Bitcoin ($BTC) sigue siendo la criptomoneda dominante, a menudo vista como oro digital debido a su escasez y naturaleza descentralizada. Con un suministro limitado de 21 millones de monedas, Bitcoin es una cobertura contra la inflación y un almacén de valor. Sus movimientos de mercado están influenciados por tendencias macroeconómicas, adopción institucional y desarrollos regulatorios.

Los eventos de halving, que reducen las recompensas de minería cada cuatro años, juegan un papel clave en la dinámica del suministro de Bitcoin y a menudo preceden tendencias alcistas. El interés institucional, como los ETFs y las tenencias corporativas, sigue creciendo, aumentando la legitimidad de Bitcoin.

La volatilidad sigue siendo alta, con Bitcoin experimentando fuertes oscilaciones de precio influenciadas por las condiciones de liquidez global y el sentimiento de los inversores.
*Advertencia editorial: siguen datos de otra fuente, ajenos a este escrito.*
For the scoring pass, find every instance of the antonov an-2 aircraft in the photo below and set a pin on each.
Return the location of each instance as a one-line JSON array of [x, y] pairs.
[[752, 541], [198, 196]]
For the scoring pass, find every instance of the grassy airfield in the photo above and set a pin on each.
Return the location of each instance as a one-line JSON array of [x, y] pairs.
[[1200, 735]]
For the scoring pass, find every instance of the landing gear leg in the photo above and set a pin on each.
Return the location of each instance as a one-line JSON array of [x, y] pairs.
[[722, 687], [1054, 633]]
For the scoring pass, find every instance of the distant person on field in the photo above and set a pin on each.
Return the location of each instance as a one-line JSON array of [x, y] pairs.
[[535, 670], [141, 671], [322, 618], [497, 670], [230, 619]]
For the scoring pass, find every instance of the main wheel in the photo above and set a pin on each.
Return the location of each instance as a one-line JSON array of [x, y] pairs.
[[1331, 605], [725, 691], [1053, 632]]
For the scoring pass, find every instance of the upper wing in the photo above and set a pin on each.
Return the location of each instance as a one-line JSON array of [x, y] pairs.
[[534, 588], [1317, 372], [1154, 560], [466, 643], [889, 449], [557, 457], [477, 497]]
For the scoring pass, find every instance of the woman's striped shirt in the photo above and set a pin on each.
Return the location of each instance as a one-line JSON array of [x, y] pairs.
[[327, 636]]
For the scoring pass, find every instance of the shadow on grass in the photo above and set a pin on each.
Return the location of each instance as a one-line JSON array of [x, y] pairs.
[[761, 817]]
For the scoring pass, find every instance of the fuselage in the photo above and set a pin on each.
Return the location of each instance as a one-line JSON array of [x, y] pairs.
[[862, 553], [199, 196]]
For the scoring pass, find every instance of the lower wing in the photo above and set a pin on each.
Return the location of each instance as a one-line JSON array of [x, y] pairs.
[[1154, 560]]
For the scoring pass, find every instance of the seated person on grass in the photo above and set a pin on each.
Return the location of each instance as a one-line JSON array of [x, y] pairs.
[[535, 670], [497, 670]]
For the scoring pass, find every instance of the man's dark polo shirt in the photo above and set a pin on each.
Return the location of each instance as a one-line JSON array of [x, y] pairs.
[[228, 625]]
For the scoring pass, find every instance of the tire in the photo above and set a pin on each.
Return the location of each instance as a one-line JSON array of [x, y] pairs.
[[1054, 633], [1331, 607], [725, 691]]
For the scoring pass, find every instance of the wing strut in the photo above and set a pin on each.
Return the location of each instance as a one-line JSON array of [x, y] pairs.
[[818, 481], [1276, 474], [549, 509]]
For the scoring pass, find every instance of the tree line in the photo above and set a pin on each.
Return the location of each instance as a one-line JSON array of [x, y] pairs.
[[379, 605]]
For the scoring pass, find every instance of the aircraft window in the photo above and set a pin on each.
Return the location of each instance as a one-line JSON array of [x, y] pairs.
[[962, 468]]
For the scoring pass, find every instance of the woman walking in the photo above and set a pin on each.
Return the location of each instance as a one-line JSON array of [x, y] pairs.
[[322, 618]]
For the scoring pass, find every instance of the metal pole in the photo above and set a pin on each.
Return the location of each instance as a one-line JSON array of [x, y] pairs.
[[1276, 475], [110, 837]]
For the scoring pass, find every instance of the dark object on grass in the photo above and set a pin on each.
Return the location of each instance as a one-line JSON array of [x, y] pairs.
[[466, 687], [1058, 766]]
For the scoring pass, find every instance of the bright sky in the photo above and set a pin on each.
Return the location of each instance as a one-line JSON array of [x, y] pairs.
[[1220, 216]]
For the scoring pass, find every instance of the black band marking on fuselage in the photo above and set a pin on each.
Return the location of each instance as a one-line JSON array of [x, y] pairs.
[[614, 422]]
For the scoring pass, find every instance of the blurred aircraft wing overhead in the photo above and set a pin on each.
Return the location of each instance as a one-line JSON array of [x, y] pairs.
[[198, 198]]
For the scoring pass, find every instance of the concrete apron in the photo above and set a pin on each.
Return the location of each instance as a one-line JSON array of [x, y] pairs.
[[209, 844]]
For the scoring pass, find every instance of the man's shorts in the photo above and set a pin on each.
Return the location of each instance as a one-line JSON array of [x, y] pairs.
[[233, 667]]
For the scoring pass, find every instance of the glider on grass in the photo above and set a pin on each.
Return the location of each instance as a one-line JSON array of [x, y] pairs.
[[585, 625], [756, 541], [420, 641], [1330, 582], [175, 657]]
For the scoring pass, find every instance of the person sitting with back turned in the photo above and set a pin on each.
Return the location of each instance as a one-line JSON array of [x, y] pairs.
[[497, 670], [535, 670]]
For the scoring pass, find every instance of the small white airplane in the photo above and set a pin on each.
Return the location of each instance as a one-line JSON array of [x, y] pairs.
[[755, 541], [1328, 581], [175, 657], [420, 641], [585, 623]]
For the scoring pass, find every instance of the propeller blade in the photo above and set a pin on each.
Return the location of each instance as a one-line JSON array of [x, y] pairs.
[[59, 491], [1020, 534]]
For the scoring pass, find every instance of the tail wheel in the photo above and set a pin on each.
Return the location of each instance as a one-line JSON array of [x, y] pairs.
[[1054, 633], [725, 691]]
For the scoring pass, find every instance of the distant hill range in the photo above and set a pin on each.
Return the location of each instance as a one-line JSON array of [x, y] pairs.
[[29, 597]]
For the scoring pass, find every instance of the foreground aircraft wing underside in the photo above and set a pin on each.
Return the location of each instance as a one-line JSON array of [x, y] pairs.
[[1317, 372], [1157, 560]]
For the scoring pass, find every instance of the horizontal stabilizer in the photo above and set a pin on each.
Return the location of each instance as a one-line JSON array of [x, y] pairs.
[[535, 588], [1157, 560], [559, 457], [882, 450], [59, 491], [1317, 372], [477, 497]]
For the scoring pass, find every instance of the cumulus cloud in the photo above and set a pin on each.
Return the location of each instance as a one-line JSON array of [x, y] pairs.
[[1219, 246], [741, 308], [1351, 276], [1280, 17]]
A pesar de la incertidumbre regulatoria en algunas regiones, la adopción de Bitcoin sigue expandiéndose, especialmente en naciones que enfrentan devaluación de la moneda.

Como pionero en el espacio cripto, la seguridad de la red de Bitcoin y su descentralización lo convierten en un activo fundamental en la economía digital en evolución, con potencial alcista a largo plazo.